We want to continue advancing AI systems while acknowledging and addressing potentially harmful effects of that technological progress on historically marginalized communities. Read on to learn how Meta continues to embrace open source to push the state of the art forward while taking steps to uncover and confront systemic injustices and help pave the way toward a more equitable future.
We’re excited to announce that DINOv2, a cutting-edge computer vision model trained through self-supervised learning to produce universal features, is now available under the Apache 2.0 license. We’re also releasing a collection of DINOv2-based dense prediction models for semantic image segmentation and monocular depth estimation, giving developers and researchers even greater flexibility to explore its capabilities on downstream tasks. An updated demo is available, allowing users to experience the full potential of DINOv2 and reproduce the qualitative matching results from our paper.

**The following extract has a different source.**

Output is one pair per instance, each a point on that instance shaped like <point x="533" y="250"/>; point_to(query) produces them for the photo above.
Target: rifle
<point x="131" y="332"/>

By transitioning to the Apache 2.0 license and sharing a broader set of readily usable models, we aim to foster further innovation and collaboration within the computer vision community, enabling the use of DINOv2 in a wide range of applications, from research to real-world solutions. We look forward to seeing how DINOv2 will continue to drive progress in the AI field.
While DINOv2-like computer vision models allow us to accomplish tasks like image classification and semantic segmentation at unprecedented scale, we have a responsibility to ensure that our AI systems are fair and equitable. But benchmarking for fairness in computer vision is notoriously hard to do. The risk of mislabeling is real, and the people who use these AI systems may have a better or worse experience based not on the complexity of the task itself, but rather on their demographics.
That’s why we’re also introducing FACET (FAirness in Computer Vision EvaluaTion), a new comprehensive benchmark for evaluating the fairness of computer vision models across classification, detection, instance segmentation, and visual grounding tasks. The dataset is made up of 32,000 images containing 50,000 people, labeled by expert human annotators for demographic attributes (e.g., perceived gender presentation, perceived age group), additional physical attributes (e.g., perceived skin tone, hairstyle) and person-related classes (e.g., basketball player, doctor). FACET also contains person, hair, and clothing labels for 69,000 masks from SA-1B.
While FACET is for research evaluation purposes only and cannot be used for training, we’re releasing the dataset and a dataset explorer with the intention that FACET can become a standard fairness evaluation benchmark for computer vision models and help researchers evaluate fairness and robustness across a more inclusive set of demographic attributes.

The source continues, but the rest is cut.